SonarScanner 6.x: The properties 'sonar.login' and 'sonar.password' are deprecated

guwirth · August 19, 2024, 7:49am

Hi,

with the new Scanner I get the warning:

The properties 'sonar.login' and 'sonar.password' are deprecated and will be removed in the future. Please pass a token with the 'sonar.token' property instead.

In the past, it was possible to install a new version of SonarQube in a CI/CD system and then execute integration tests. To start SQ and run the scanner, login/password=admin/admin could be used.
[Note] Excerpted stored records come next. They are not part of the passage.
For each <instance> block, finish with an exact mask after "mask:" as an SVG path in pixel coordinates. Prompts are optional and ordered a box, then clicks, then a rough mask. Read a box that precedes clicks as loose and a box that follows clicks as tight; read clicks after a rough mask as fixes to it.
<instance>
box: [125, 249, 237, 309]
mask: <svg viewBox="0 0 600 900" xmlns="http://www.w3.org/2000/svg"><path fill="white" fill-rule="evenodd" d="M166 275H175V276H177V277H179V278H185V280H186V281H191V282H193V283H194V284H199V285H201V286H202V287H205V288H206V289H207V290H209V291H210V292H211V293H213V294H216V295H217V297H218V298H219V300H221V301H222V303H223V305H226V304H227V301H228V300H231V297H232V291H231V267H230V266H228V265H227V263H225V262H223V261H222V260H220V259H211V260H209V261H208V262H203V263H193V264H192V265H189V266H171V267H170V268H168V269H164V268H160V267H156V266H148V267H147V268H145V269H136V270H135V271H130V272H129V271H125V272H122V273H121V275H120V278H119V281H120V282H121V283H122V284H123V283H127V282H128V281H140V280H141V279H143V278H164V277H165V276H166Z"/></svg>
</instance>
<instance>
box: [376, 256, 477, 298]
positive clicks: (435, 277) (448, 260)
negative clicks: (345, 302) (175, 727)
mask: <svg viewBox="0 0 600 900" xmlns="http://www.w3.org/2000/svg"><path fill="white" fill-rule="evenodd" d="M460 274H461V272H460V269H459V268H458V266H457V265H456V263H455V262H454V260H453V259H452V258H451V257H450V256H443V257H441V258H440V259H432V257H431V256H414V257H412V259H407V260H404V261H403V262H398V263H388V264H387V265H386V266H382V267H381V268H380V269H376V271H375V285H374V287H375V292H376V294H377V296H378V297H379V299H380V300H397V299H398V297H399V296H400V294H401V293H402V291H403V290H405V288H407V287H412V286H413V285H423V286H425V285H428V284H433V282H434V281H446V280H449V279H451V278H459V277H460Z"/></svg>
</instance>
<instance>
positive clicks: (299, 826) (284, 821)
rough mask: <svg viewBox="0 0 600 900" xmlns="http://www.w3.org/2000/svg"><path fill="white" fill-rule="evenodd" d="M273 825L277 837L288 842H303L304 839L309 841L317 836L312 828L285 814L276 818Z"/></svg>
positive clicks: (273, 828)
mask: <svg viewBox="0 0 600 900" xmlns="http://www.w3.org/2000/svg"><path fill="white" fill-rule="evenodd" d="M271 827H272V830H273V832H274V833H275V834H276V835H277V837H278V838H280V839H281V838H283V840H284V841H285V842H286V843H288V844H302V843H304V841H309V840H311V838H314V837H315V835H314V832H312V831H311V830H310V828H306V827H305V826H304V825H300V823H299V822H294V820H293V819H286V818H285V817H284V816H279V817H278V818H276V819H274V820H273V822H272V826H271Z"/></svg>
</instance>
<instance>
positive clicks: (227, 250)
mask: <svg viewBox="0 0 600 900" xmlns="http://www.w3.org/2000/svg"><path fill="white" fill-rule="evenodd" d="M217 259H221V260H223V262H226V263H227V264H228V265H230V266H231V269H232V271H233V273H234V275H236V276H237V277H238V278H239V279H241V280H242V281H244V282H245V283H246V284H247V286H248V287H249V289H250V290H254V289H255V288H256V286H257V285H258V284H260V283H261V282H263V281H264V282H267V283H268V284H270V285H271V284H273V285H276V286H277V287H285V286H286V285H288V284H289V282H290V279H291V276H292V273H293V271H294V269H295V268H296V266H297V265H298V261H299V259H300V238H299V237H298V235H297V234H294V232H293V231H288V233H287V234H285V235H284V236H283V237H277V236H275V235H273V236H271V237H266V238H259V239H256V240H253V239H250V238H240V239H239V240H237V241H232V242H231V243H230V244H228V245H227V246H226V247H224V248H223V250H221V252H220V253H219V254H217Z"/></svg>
If login/password is no longer supported in the scanner and a token is required, the integration test can no longer be executed. How do I get a token in such a setup?

Regards,

Colin · August 20, 2024, 5:44am

Hey @guwirth

You may be interested at looking what we do for our own integration tests:

github.com

SonarSource/orchestrator/blob/e1d97e7f1b4c35efd599b5b331286183445c4dba/sonar-orchestrator/src/main/java/com/sonar/orchestrator/Orchestrator.java#L278


      
          }
          
          public String getDefaultAdminToken() {
            if (this.adminToken != null) {
              return this.adminToken;
            }
            return generateDefaultAdminToken();
          }
          
          private String generateDefaultAdminToken() {
            HttpCall httpCall = server.newHttpCall("api/user_tokens/generate")
              .setParam("name", UUID.randomUUID().toString())
              .setMethod(HttpMethod.POST)
              .setAdminCredentials();
            HttpResponse response = httpCall.execute();
            if (response.isSuccessful()) {
              this.adminToken = ofNullable(Json.parse(response.getBodyAsString()).asObject().get("token"))
                .map(JsonValue::asString)
                .orElseThrow(() -> new IllegalStateException("Could not extract admin token from response: " + response.getBodyAsString()));
              return this.adminToken;
            } else {

Basically, call POST API/user_tokens/generate using the default credentials (admin/admin) and use that token in the scans.

guwirth · August 26, 2024, 5:49pm

Hi @Colin,

Thanks for your hint!

It’s working: I’m able to use the Web API with the default admin/admin to create a token.

Regards,
Günter

system · September 2, 2024, 5:50pm

This topic was automatically closed 7 days after the last reply. New replies are no longer allowed.